### Load Probas

In [1]:
# Load probas:
import pickle
import numpy as np
from os import listdir
from os.path import isfile, join

from sklearn.metrics import accuracy_score
from sklearn.ensemble import RandomForestClassifier
from sklearn.model_selection import train_test_split

path = 'data/proba/'

# Feature eng:
xgb_fe_val_proba = pickle.load(open(path + 'xgb_fe_val_proba.pkl', 'rb'))    # dimmention verified
xgb_fe_train_proba = pickle.load(open(path + 'xgb_fe_train_proba.pkl', 'rb')) # dimmention verified
xgb_fe_test_proba = pickle.load(open(path + 'xgb_fe_test_proba.pkl', 'rb')) # dimmention verified

svm_fe_train_proba = pickle.load(open(path + 'svm_fe_train_proba.pkl', 'rb')) # dimmention verified
svm_fe_val_proba =  pickle.load(open(path + 'svm_fe_val_proba.pkl', 'rb'))    # dimmention verified
svm_fe_test_proba =  pickle.load(open(path +  'svm_fe_test_proba.pkl', 'rb')) # dimmention verified

rfc_fe_val_proba = pickle.load(open(path + 'rfc_fe_val_proba.pkl', 'rb'))     # dimmention verified
rfc_fe_train_proba = pickle.load(open(path + 'rfc_fe_train_proba.pkl', 'rb')) # dimmention verified
rfc_fe_test_proba = pickle.load(open(path + 'rfc_fe_test_proba.pkl', 'rb'))   # dimmention verified

# Bag of words:
rfc_bow_val_proba = pickle.load(open(path + 'rfc_bow_val_proba.pkl', 'rb'))      # dimmention verified
rfc_bow_test_proba = pickle.load(open(path + 'rfc_bow_test_proba.pkl', 'rb'))    # dimmention verified
rfc_bow_train_proba = pickle.load(open(path +  'rfc_bow_train_proba.pkl', 'rb')) # dimmention verified

xgb_bow_train_proba = pickle.load(open(path + 'xgb_bow_train_proba.pkl', 'rb')) #  bad dim (50,12)
xgb_bow_test_proba = pickle.load(open(path +  'xgb_bow_test_proba.pkl', 'rb'))
xgb_bow_val_proba =  pickle.load(open(path + 'xgb_bow_val_proba.pkl', 'rb'))

# tfidf
rfc_tfidf_train_proba = pickle.load(open(path +  'rfc_tfidf_train_proba.pkl', 'rb')) # dimmention verified
rfc_tfidf_test_proba =  pickle.load(open(path +  'rfc_tfidf_test_proba.pkl', 'rb'))  # dimmention verified
rfc_tfidf_val_proba =  pickle.load(open(path +  'rfc_tfidf_val_proba.pkl', 'rb'))    # dimmention verified

xgb_tfidf_test_proba = pickle.load(open(path + 'xgb_tfidf_test_proba.pkl', 'rb')) # bad dim (50,12)
xgb_tfidf_val_proba = pickle.load(open(path + 'xgb_tfidf_val_proba.pkl', 'rb'))
xgb_tfidf_train_proba = pickle.load(open(path + 'xgb_tfidf_train_proba.pkl', 'rb'))

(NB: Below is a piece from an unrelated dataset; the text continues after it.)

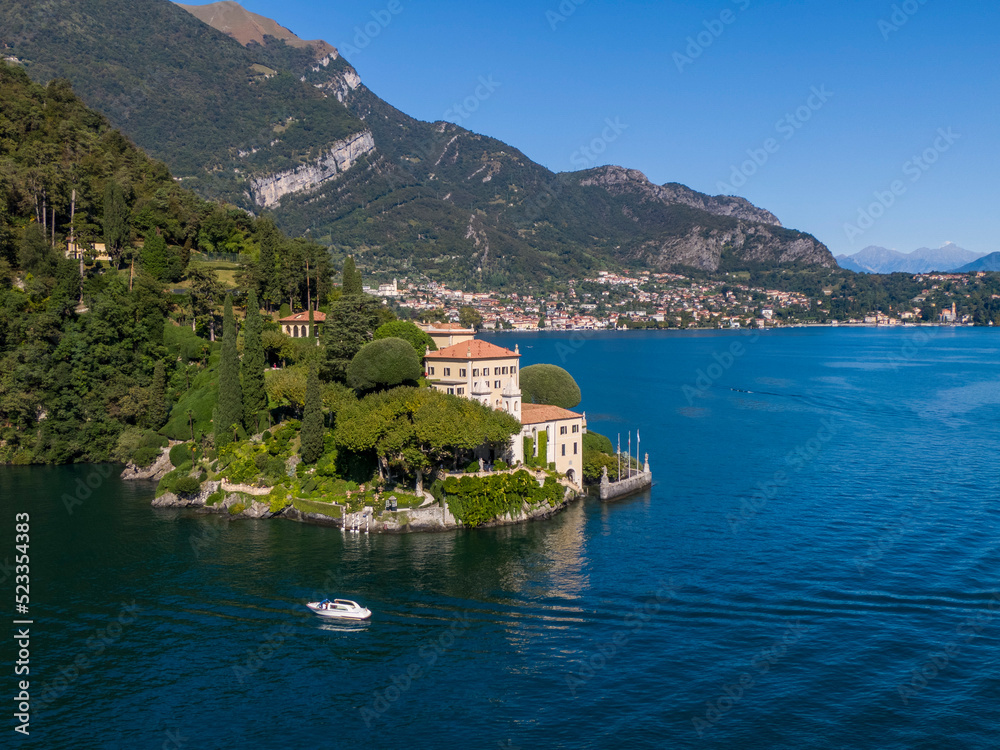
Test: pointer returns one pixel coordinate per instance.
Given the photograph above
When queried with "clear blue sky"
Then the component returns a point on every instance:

y_test = np.load('data/y_test.npy')
y_train = np.load('data/y_train.npy')
y_val = np.load('data/y_val.npy')

#### Save predictions (for ranking)

In [18]:
def retrieve_prediction(proba, y):
    """
    Gets a list of prediction probabilities matrices and calcuate their confidance values
    
    Args:
        proba(np.array): the predictions probability matrices (np.array)
         y(np.array): labels (groud truth)
    Returns:
        (np.array). a list of confidance values (accuracy score)
    """
       
    prediction = proba.argmax(axis=1)
    
    return prediction

In [2]:
train_probas =[xgb_fe_train_proba, svm_fe_train_proba, rfc_fe_train_proba, 
               rfc_bow_train_proba, xgb_bow_train_proba, rfc_tfidf_train_proba, 
               xgb_tfidf_train_proba]

val_probas =[xgb_fe_val_proba, svm_fe_val_proba, rfc_fe_val_proba, 
               rfc_bow_val_proba, xgb_bow_val_proba, rfc_tfidf_val_proba, 
               xgb_tfidf_val_proba]

test_probas =[xgb_fe_test_proba, svm_fe_test_proba, rfc_fe_test_proba, 
               rfc_bow_test_proba, xgb_bow_test_proba, rfc_tfidf_test_proba, 
               xgb_tfidf_test_proba]


In [19]:
xgb_fe_val_pred = retrieve_prediction(xgb_fe_val_proba, y_val)
svm_fe_val_pred = retrieve_prediction(svm_fe_val_proba, y_val)
rfc_fe_val_pred = retrieve_prediction(rfc_fe_val_proba, y_val)
rfc_bow_val_pred = retrieve_prediction(rfc_bow_val_proba, y_val)
xgb_bow_val_pred = retrieve_prediction(xgb_bow_val_proba, y_val)
rfc_tfidf_val_pred = retrieve_prediction(rfc_tfidf_val_proba, y_val)
xgb_tfidf_val_pred = retrieve_prediction(xgb_tfidf_val_proba, y_val)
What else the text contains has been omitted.